Abstract
Conference Theatre and Internationalisation + Barrie Kosky: Past, Present, Future. International Studies: Languages and Cultures, Faculty of Arts, Macquarie University, in co-operation with the Goethe-Institute, Sydney, 26. bis 27. April 2019, 2019.
Bei der Konferenz der Macquarie University Sydney, die vom 26. bis 28. April unter dem Titel Theatre and Internationalisation + Barry Kosky: Past, Present, Future in Sydney/Australien stattfand, waren mit Ulrike Hartung und Benjamin Hoesch auch Mitglieder der Forschungsgruppe vertreten.
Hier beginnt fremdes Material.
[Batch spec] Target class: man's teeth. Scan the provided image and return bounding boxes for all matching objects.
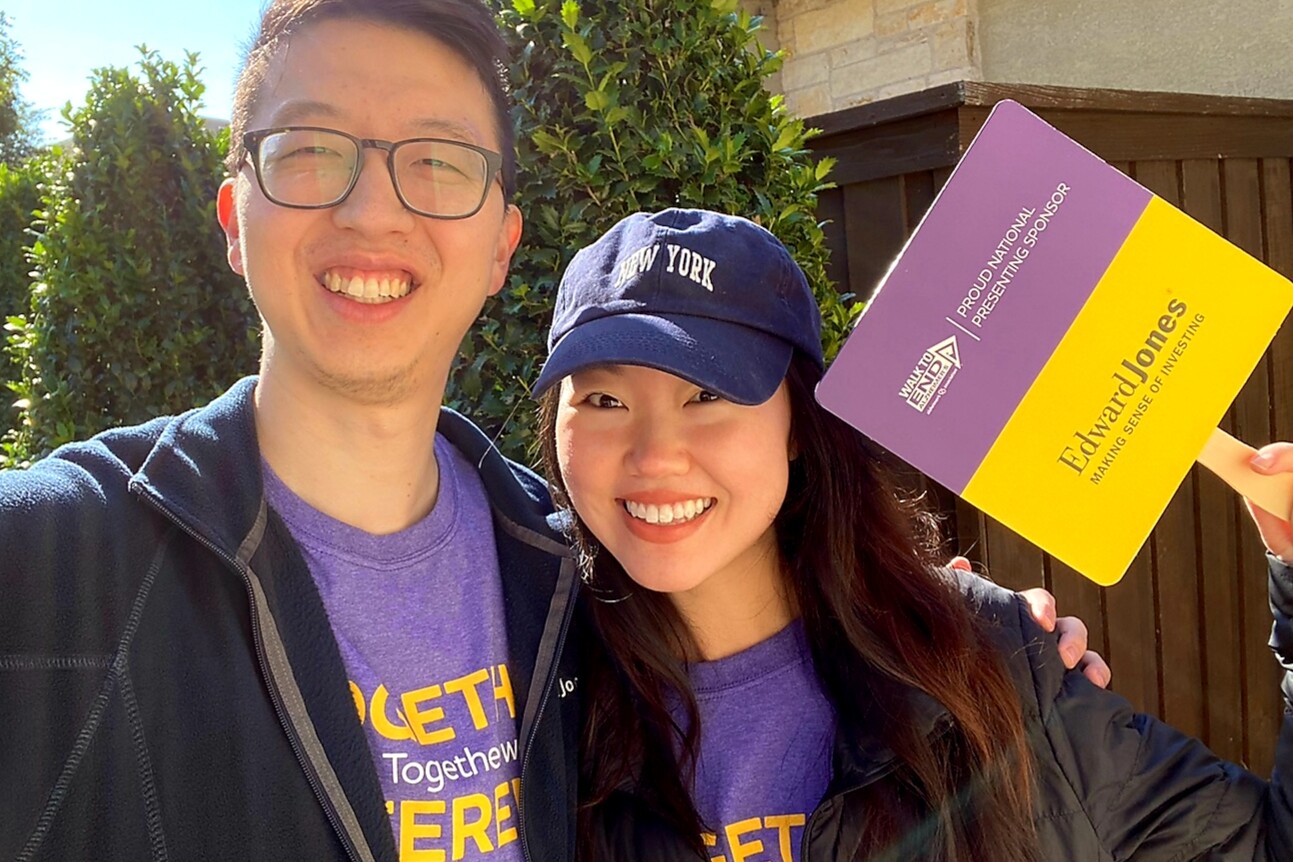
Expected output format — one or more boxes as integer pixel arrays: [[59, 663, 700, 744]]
[[323, 271, 412, 304], [625, 498, 714, 523]]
Im Kontext der Tagung, die sich mit dem Zusammenspiel von Theater und Internationalisierung, beziehungsweise den Auswirkungen der Globalisierung auf die darstellenden Künste und Kunstschaffenden auseinandersetzte, platzierte die Forschungsgruppe zwei Vorträge:
- Dr. Ulrike Hartung: Sex, Crime, and Music: Barrie Kosky’s Poppea as Postdramatic Music Theatre
- Benjamin Hoesch, M.A.: Young artists – international markets: European festivals of contemporary theatre
Sex, Crime, and Music: Barrie Kosky’s Poppea as Postdramatic Music Theatre
The theatrical landscape in the German-speaking countries is unique. Funded directly by the state or by individual municipalities, opera houses receive most of their subsidization. On the basis of this financial situation, one might assume that opera producers dispose of a certain artistic freedom, however, these opera houses are dominated by a certain homogeneous aesthetic called Regietheater (Director’s theatre). This aesthetic, developed in the early 1970s, focuses on hermeneutic interpretation of opera sujets that are constituent components of the repertoire. Giving it a new contemporary look Regietheater intends to make these sujets relevant for its contemporary audience.
As I stated in my dissertation Postdramatisches Musiktheater, alternative concepts of staging opera emerged approximately 20 years ago. These concepts were developed far from the large stages of opera houses, and follow theatrical strategies derived from what German theatre scholar Hans-Thies Lehmann called “postdramatic theatre”. Similar to the way Regietheater originated in drama, postdramatic theatre is an umbrella term for aesthetic tendencies which Lehmann observed in spoken theatre. Since the early 2000s these tendencies can also be found in opera productions.
This paper will attempt to point out the aesthetic differences between these two concepts of opera stagings. It considers Barrie Kosky’s Poppea (Schauspielhaus Vienna, 2003) that compiles baroque opera (L’incoronazione di Poppea by Claudio Monteverdi) with songs by Cole Porter as a vivid example for postdramatic music theatre.